Comment author: MugaSofer 19 May 2013 06:45:44PM *  -2 points [-]

You know, most people have a point in mind when they start writing something. It's not some sort of underhanded tactic.

Also, your own life by definition has greater instrumental value than others' because you can effect it. No non-virtuous sounding preferences required; certainly no trying to go from "revealed preferences" to someone's terminal values because obviously everyone who claims to be akraisic or, y'know, realizes they were biased and acts to prevent it is just signalling.

Comment author: wedrifid 19 May 2013 11:25:46PM 0 points [-]

You know, most people have a point in mind when they start writing something. It's not some sort of underhanded tactic.

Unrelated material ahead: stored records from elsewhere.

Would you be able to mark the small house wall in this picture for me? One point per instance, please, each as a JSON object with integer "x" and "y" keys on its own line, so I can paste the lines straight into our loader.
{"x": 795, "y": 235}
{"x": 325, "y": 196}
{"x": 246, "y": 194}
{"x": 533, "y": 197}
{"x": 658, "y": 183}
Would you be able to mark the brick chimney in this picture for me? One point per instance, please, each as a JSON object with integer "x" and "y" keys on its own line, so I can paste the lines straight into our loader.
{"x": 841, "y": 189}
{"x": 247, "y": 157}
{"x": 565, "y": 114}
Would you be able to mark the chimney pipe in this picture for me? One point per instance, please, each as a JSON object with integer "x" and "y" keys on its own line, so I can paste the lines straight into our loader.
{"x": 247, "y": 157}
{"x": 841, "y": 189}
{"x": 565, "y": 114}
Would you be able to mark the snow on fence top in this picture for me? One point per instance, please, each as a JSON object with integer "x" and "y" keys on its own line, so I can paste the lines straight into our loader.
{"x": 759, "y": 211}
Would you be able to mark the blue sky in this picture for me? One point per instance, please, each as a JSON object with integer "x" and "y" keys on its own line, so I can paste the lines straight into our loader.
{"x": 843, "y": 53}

Not something I claimed. I re-assert my previous position. I oppose the style of persuasion used in the grandparent. Specifically, the use of a chain of connotatively-fallacious rhetorical questions.

Also, your own life by definition has greater instrumental value than others' because you can effect it.

That is:

  1. Not something that follows by definition.
  2. Plainly false as a general claim. There often going to be others that happen to have more instrumental value for achieving many instrumental goals for influencing the universe. For example if someone cares about the survival of humanity a lot (ie. more than about selfish goals) then the life of certain people who are involved in combating existential risk are likely to be more instrumentally useful for said someone than their own.
Comment author: MugaSofer 20 May 2013 09:25:56PM *  -2 points [-]

Not something I claimed. I re-assert my previous position. I oppose the style of persuasion used in the grandparent. Specifically, the use of a chain of connotatively-fallacious rhetorical questions.

That's a lovely assertion and all, but I wasn't responding to it, sorry. (I didn't find the questions all that fallacious, myself; just a little sloppy.) Immediately before that statement you said "So you had a specific agenda in mind."

It was this, and the (perceived?) implications in light of the context, that I meant to reply to. Sorry if that wasn't clear.

There often going to be others that happen to have more instrumental value for achieving many instrumental goals for influencing the universe. For example if someone cares about the survival of humanity a lot (ie. more than about selfish goals) then the life of certain people who are involved in combating existential risk are likely to be more instrumentally useful for said someone than their own.

Oh, come on. I didn't say it was more instrumentally valuable than any conceivable other resource. It has greater instrumental value than other lives. Individual lives may come with additional resources based on the situation.

That's like responding to the statement "guns aren't instrumentally useful for avoiding attackers because you're more likely to injure yourself than an attacker" with "but what if that gun was the only thing standing between a psychopath and hundreds of innocent civilians? What if it was a brilliant futuristic gun that knew not to fire unless it was pointing at a certified Bad Person? It would be useful then!"

If someone says something that sounds obviously wrong, maybe stop and consider that you might be misinterpreting it? Principle of charity and all that.

(I really hope I don't turn out to have misinterpreted you, that would be too ironic.)

Comment author: wedrifid 21 May 2013 01:18:57AM 0 points [-]

I didn't find the questions all that fallacious, myself; just a little sloppy.

A complementary explanation to the ones I have already given you is that this post is optimised for persuading people like yourself, not people like me. I prefer a state where posts use styles of reasoning more likely to be considered persuasive by people like myself. As such, I oppose this post.